Brexit’te işlem tamam: İngiltere’nin AB serüveni resmen sona eriyor

Brexit’te işlem tamam: İngiltere’nin AB serüveni resmen sona eriyor
İngiltere yaklaşık 4 yıl önce aldığı Avrupa Birliği'nden (AB) ayrılma (Brexit) kararını, sancılı bir sürecin ardından tamamladı.

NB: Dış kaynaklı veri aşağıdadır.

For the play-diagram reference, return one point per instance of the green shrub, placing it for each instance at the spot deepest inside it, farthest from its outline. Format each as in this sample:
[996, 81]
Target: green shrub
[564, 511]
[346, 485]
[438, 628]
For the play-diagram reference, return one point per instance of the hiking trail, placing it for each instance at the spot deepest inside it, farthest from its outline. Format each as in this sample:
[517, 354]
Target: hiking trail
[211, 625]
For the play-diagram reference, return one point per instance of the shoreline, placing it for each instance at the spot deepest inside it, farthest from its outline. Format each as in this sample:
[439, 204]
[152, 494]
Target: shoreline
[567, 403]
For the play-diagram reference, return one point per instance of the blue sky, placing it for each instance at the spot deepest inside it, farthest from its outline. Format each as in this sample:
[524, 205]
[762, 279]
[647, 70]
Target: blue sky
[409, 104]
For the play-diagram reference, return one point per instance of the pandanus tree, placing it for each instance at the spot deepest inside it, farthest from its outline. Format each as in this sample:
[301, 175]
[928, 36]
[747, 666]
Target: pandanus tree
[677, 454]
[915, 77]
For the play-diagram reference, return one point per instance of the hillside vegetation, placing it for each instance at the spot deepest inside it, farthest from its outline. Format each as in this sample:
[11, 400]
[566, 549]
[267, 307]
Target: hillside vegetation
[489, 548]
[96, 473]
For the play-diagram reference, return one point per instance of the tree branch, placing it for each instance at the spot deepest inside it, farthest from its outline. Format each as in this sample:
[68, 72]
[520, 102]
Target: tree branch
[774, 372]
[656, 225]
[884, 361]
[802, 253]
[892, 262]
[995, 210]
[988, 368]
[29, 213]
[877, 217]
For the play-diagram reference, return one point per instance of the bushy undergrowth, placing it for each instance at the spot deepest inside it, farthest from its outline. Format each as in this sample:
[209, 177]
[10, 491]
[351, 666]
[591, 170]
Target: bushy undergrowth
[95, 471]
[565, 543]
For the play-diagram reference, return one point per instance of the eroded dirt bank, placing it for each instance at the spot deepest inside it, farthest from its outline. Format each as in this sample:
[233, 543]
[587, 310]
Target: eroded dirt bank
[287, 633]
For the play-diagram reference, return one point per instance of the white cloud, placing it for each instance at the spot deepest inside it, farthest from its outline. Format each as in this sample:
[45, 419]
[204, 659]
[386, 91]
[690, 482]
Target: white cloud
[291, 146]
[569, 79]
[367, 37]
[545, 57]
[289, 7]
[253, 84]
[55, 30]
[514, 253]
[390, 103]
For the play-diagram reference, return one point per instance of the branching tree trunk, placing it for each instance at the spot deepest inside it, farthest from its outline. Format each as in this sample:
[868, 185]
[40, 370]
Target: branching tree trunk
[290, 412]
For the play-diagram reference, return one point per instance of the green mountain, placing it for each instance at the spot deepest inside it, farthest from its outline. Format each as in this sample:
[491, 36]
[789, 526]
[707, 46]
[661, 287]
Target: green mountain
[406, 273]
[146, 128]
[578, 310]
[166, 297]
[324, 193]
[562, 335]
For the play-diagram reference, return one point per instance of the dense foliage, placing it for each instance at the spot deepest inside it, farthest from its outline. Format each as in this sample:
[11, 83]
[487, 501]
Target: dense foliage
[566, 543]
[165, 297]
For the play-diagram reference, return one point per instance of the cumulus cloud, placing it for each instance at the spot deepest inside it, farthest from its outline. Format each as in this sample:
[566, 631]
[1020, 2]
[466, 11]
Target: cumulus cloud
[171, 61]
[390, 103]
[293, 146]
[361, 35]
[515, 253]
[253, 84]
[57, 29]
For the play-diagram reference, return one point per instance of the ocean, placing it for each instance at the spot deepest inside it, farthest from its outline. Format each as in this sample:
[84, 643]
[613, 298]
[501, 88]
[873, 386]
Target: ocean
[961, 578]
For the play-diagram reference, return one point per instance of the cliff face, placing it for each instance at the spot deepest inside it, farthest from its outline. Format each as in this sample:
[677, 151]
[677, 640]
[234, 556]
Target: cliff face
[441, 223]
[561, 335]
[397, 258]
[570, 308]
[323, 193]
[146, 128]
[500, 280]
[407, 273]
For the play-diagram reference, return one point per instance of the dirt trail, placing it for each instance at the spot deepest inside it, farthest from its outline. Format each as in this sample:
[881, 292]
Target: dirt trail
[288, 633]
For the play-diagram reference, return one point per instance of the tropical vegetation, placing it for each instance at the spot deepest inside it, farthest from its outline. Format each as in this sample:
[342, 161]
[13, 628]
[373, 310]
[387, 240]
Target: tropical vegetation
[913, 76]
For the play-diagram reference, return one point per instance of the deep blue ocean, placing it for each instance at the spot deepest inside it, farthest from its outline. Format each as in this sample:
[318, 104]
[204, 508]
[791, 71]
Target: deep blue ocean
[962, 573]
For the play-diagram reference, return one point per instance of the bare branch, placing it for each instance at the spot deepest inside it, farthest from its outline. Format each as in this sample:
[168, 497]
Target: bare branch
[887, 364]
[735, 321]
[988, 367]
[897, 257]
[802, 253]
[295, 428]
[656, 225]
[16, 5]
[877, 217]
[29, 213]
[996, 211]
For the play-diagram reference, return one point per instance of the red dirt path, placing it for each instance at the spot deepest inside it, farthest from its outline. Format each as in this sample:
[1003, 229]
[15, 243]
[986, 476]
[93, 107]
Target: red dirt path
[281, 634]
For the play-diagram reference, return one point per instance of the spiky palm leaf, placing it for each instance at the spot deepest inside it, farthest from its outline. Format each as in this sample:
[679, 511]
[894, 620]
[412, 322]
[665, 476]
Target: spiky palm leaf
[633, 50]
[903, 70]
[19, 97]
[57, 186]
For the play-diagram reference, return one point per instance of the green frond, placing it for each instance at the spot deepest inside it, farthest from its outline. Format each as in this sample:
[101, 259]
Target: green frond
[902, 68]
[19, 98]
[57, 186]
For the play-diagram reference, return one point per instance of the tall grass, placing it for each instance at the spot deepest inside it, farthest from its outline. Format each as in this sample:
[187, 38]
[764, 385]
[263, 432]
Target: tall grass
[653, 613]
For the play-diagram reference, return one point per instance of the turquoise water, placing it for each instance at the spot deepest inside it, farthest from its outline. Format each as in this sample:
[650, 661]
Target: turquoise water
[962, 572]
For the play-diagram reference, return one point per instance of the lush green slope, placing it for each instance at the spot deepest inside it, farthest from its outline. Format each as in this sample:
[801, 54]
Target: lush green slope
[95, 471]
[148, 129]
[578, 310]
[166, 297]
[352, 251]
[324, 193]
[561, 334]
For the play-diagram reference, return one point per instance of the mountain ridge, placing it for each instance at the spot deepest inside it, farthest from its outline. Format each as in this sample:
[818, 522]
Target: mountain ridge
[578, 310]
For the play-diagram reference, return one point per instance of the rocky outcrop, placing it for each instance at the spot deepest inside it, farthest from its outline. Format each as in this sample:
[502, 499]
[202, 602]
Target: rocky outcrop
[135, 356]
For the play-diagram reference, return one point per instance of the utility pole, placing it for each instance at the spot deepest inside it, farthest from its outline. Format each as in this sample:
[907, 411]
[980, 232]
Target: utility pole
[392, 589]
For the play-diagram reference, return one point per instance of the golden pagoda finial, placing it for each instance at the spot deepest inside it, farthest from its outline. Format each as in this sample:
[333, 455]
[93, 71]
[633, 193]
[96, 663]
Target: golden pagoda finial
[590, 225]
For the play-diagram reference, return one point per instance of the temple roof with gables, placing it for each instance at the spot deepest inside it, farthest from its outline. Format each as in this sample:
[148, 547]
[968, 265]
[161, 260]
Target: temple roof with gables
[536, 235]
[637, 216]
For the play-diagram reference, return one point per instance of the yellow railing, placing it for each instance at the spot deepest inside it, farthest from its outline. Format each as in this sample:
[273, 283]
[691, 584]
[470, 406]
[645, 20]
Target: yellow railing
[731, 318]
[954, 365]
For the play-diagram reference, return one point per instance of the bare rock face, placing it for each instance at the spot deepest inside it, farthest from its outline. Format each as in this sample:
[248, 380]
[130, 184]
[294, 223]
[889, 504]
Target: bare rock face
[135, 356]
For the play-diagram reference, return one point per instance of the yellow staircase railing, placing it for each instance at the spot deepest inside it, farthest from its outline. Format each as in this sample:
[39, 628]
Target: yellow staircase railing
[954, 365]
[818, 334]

İngiltere yaklaşık 4 yıl önce yapılan referandumda alınan kararı hayata geçirerek Avrupa Birliği'nden (AB) bugün itibariyle resmen ayrılacak.  Anlaşmanın AB makamlarının imzasını, son olarak da Avrupa Parlamentosunun onayını almasıyla, İngiltere'nin yerel saatle 23.00'te, Brüksel saatiyle ise 00.00'da birlikten ayrılmasının önü açıldı. Böylelikle ülke, 1973'te başlayan AB üyeliğine resmen son verecek.

BREXIT'E GİDEN SÜREÇ

İngiltere’de, AB’nin atası Avrupa Ekonomik Topluluğuna (AET) 1973’te üye olunmasından itibaren, üye ülkelerin siyasi ve ekonomik bütünleşmesi ile gücün, Brüksel’deki bürokraside toplanmasından şikayet eden bir kesim oluştu.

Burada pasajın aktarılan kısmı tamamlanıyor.